Eliot later said that one of his most famous poems, The Waste Land, published in 1922, was the result of his negative state of mind while married to Vivienne. The poem sought to juxtapose beauty and ugliness with monotony and horror.

The Lovesong of J. Alfred Prufrock was the poem that made him famous.  Written in 1910, it was published in 1915 by Poetry magazine.  Composed in the style of the Modernist movement, the poem is written in a stream of consciousness style, allowing the reader into the mind of J. Arthur Prufrock as he searches for love.  The Times Literary Supplement reviewed it in 1917 but did not give it high marks.


Plaque Outside of Firm
Eliot & Farber Staff
In 1925, Eliot joined the publishing firm Faber and Gwyer, which later became Faber and Faber.  In later years he became a director of the firm.  He worked there until his death.


Eliot
Eliot loved living in London, and at the age of 39, became a British citizen. That same year, 1927, he also converted from the Unitarianism religion and entered the Anglican Church of England.  His writing took on a religious bent from this time on.
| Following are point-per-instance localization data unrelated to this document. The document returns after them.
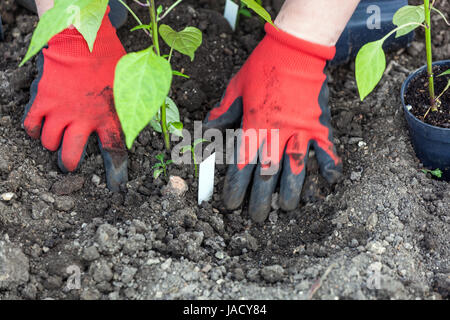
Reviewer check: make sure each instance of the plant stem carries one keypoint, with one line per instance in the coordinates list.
(154, 23)
(164, 126)
(195, 162)
(170, 9)
(152, 9)
(429, 53)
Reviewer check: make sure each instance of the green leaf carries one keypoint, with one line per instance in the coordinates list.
(445, 73)
(160, 157)
(142, 83)
(408, 14)
(91, 17)
(186, 41)
(252, 4)
(245, 13)
(180, 74)
(157, 173)
(142, 26)
(441, 14)
(85, 15)
(159, 10)
(172, 115)
(185, 149)
(200, 140)
(369, 67)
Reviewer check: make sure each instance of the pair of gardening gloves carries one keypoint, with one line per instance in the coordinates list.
(281, 88)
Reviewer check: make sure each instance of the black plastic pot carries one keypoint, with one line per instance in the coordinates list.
(431, 143)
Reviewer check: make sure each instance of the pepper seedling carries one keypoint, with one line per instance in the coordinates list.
(191, 149)
(142, 79)
(371, 60)
(161, 166)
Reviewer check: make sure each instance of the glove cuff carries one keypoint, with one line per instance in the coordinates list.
(70, 42)
(306, 47)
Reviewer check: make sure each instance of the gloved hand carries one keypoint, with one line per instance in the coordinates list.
(281, 86)
(72, 98)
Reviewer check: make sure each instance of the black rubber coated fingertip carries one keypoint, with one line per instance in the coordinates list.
(235, 186)
(261, 197)
(332, 173)
(290, 187)
(116, 167)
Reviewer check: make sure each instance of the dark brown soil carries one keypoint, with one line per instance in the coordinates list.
(386, 221)
(417, 95)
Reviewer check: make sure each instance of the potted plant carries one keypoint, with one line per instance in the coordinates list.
(424, 94)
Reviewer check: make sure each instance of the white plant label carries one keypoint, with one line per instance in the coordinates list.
(231, 13)
(206, 179)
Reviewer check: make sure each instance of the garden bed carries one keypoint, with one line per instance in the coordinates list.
(383, 232)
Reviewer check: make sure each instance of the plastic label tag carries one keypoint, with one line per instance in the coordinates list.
(206, 179)
(231, 13)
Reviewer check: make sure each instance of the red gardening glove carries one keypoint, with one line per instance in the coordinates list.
(72, 98)
(282, 86)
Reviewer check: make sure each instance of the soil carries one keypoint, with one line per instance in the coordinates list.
(417, 95)
(383, 232)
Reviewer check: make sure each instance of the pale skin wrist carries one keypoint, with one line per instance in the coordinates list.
(318, 21)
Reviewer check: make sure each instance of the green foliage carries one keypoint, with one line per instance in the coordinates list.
(142, 79)
(445, 73)
(371, 61)
(186, 41)
(369, 67)
(437, 173)
(142, 83)
(259, 10)
(173, 119)
(191, 149)
(161, 166)
(85, 15)
(408, 14)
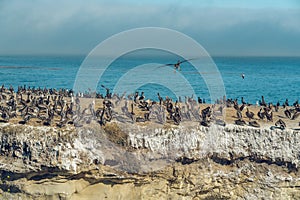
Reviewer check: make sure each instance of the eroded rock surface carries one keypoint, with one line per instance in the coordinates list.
(155, 162)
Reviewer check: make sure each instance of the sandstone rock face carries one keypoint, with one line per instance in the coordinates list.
(182, 162)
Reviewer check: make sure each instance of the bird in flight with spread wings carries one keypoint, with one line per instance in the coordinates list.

Eliot was also known for his poems, Gerontion, The Hollow Men, and Ash Wednesday, along with seven plays.  In 1948, he was awarded the Nobel Prize in Literature for what he viewed as his masterpiece, Four Quartets, written in 1943.

In 1949, King George VI bestowed upon him the Order of Merit, one of England’s highest awards.


Eliot received many other awards including a Tony Award in 1950 for Best Play, The Cocktail Party, the Legion d’Honneur in 1951, the Presidential Medal of Freedom from Lyndon B. Johnson in 1964, and two posthumous Tony Awards, in 1983, for his poems used in the musical Cats.


Eliot and wife Valerie
In January 1957, Eliot married Valerie Fletcher, his private secretary, and finished out his life in a more tranquil, domestic relationship.







Plaque in Church
T.S. Eliot
T.S. Eliot died on January 4, 1965 of emphysema.  He was 76.  Eliot was cremated and his ashes interred in the church at St Michael’s in East Coker, England. East Coker was the village that his ancestors had left to go to America. A plaque hangs on the church wall with a quote from the Four Quartets: “In my beginning is my end. In my end is my beginning."